Applies one or more outlier detection methods to a given signal variable, and optionally aggregates the outputs to create a consensus result. See the outliers vignette for examples.

Usage

detect_outlr(
  x = seq_along(y),
  y,
  methods = tibble::tibble(method = "rm", args = list(list()), abbr = "rm"),
  combiner = c("median", "mean", "none")
)

Arguments

x

Design points corresponding to the signal values y. Default is seq_along(y) (that is, equally-spaced points from 1 to the length of y).

y

Signal values.

methods

A tibble specifying the method(s) to use for outlier detection, with one row per method, and the following columns:

  • method: Either "rm" or "stl", or a custom function for outlier detection; see details for further explanation.

  • args: Named list of arguments that will be passed to the detection method.

  • abbr: Abbreviation to use in naming output columns with results from this method.

combiner

String, one of "median", "mean", or "none", specifying how to combine results from different outlier detection methods for the thresholds determining whether a particular observation is classified as an outlier, as well as a replacement value for any outliers. If "none", then no summarized results are calculated. Note that if the number of methods (number of rows) is odd, then "median" is equivalent to a majority vote for purposes of determining whether a given observation is an outlier.

Value

An tibble with number of rows equal to length(y) and columns giving the outlier detection thresholds (lower and upper) and replacement values from each detection method (replacement).

Details

Each outlier detection method, one per row of the passed methods tibble, is a function that must take as its first two arguments x and y, and then any number of additional arguments. The function must return a tibble with the number of rows equal to length(y), and with columns lower, upper, and replacement, representing lower and upper bounds for what would be considered an outlier, and a posited replacement value, respectively.

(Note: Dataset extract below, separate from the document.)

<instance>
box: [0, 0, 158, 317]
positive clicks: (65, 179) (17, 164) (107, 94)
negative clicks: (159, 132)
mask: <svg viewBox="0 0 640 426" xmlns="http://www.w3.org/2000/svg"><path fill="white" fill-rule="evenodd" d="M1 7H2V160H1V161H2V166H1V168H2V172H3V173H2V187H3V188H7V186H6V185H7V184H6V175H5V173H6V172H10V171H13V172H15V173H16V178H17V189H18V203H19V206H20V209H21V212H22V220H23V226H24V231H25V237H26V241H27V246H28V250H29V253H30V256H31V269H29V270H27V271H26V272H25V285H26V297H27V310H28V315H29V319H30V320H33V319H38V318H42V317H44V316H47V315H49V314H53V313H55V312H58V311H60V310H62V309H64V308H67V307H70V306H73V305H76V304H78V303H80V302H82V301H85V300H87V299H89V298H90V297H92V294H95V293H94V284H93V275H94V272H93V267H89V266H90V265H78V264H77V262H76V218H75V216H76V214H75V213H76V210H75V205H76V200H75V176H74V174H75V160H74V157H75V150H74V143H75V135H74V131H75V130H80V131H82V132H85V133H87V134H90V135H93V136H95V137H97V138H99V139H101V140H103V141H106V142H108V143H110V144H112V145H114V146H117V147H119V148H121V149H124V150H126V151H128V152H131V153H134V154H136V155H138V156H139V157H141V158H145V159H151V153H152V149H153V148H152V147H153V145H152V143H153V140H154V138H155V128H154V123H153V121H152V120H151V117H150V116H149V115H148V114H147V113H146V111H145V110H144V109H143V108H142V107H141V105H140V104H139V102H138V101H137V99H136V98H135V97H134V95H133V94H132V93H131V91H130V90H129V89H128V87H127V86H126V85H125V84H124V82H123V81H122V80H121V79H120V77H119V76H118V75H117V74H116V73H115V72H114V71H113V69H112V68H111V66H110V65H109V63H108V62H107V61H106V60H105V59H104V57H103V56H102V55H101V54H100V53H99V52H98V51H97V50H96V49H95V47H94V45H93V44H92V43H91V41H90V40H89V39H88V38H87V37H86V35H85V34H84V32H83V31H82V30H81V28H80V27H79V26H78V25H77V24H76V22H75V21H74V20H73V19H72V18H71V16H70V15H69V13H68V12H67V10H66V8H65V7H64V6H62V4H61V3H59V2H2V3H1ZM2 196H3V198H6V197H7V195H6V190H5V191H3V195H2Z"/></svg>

For convenience, the outlier detection method can be specified (in the method column of methods) by a string "rm", shorthand for detect_outlr_rm(), which detects outliers via a rolling median; or by "stl", shorthand for detect_outlr_stl(), which detects outliers via an STL decomposition.

Examples

detection_methods <- dplyr::bind_rows(
  dplyr::tibble(
    method = "rm",
    args = list(list(
      detect_negatives = TRUE,
      detection_multiplier = 2.5
    )),
    abbr = "rm"
  ),
  dplyr::tibble(
    method = "stl",
    args = list(list(
      detect_negatives = TRUE,
      detection_multiplier = 2.5,
      seasonal_period = 7
    )),
    abbr = "stl_seasonal"
  ),
  dplyr::tibble(
    method = "stl",
    args = list(list(
      detect_negatives = TRUE,
      detection_multiplier = 2.5,
      seasonal_period = 7,
      seasonal_as_residual = TRUE
    )),
    abbr = "stl_reseasonal"
  )
)

x <- incidence_num_outlier_example %>%
  dplyr::select(geo_value, time_value, cases) %>%
  as_epi_df() %>%
  group_by(geo_value) %>%
  mutate(outlier_info = detect_outlr(
    x = time_value, y = cases,
    methods = detection_methods,
    combiner = "median"
  )) %>%
  unnest(outlier_info)
#> Adding missing grouping variables: `geo_value`
#> Adding missing grouping variables: `geo_value`
#> Adding missing grouping variables: `geo_value`
#> Adding missing grouping variables: `rm_geo_value`
#> Adding missing grouping variables: `rm_geo_value`
#> Adding missing grouping variables: `rm_geo_value`
#> Adding missing grouping variables: `geo_value`
#> Adding missing grouping variables: `geo_value`
#> Adding missing grouping variables: `geo_value`
#> Adding missing grouping variables: `rm_geo_value`
#> Adding missing grouping variables: `rm_geo_value`
#> Adding missing grouping variables: `rm_geo_value`